For any $\epsilon>0$, there exists arbitrarily large $x$ with $\cos (x^2)>1-\epsilon$ and $\cos [(x+1)^2]<-1+\epsilon$.
This is an exercise in "Uniform Distribution of Sequences" by Kuipers, Niederreiter.
If I remember correctly, I may have been given a hint that we need to use the fact that the sequence $\left\{\frac {n^2}{2\pi}\right\}_{n=1}^\infty$ is uniformly distributed modulo $1$ (although I'm not sure whether this was indeed the hint), but I can't figure out how to use that.
Also, since this question sounds like a question from Calc I, is there a way to solve this using only properties of the cosine function without using results from Uniform Distribution of sequences?
Note: AlvinL posted this link which does look like the first half of this question, but we should note that this question asks to prove that there are arbitrarily large $x$ which simultaneously satisfy the two given conditions.

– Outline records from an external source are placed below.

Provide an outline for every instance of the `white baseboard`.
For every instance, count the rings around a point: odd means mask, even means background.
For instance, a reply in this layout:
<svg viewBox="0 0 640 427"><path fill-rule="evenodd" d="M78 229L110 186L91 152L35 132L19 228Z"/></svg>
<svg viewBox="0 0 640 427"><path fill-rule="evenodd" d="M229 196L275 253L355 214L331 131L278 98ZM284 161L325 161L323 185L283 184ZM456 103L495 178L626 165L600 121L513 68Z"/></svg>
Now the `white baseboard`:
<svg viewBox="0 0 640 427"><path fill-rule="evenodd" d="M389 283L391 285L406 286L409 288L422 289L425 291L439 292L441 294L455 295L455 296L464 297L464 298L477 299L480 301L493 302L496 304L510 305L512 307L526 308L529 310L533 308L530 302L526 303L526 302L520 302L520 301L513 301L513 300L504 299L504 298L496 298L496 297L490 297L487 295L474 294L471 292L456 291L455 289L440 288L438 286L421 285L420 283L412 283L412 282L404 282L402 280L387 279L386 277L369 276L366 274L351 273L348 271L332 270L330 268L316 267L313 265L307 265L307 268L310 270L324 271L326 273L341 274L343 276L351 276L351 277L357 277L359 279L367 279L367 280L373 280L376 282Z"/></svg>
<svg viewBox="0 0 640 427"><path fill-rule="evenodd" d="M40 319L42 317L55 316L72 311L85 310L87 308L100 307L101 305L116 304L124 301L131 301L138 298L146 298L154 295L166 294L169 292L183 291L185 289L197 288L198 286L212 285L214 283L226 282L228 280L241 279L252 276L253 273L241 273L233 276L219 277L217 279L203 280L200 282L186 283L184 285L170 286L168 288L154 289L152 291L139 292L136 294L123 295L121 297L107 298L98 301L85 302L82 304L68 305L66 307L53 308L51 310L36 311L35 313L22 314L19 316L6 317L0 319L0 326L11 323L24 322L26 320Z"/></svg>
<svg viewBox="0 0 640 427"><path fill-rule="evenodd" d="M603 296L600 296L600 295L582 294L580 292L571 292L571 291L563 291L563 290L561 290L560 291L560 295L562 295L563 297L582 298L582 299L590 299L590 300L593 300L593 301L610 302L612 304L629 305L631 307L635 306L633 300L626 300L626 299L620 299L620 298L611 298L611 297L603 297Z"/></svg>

Let $x_k=k\sqrt{2\pi}$ for $k\in\mathbb N$, then $\cos(x_k^2) =1$ and $$\cos[(x_k+1) ^2]=\cos(2k^2\pi+2k\sqrt{2\pi}+1) =\cos(2k\sqrt{2\pi}+1).$$
Now, we need AlvinL's link. We have $2\sqrt{2\pi}/(2\pi) $ is irrational. Hence, the fractional part of $( 2k\sqrt{2\pi})/(2\pi)$ is uniformly distributed on $[0, 1]$. Then the fractional part of $( 2k\sqrt{2\pi} +1)/(2\pi)$ is uniformly distributed on $[0, 1]$.
So $(2k\sqrt{2\pi} +1\bmod 2\pi)$ is uniformly distributed in $[0,2\pi]$, which means $\cos( 2k\sqrt{2\pi} +1)$ is dense in $[-1, 1]$. Especially, there is a $k$ with $\cos( 2k\sqrt{2\pi} +1) <-1+\epsilon$.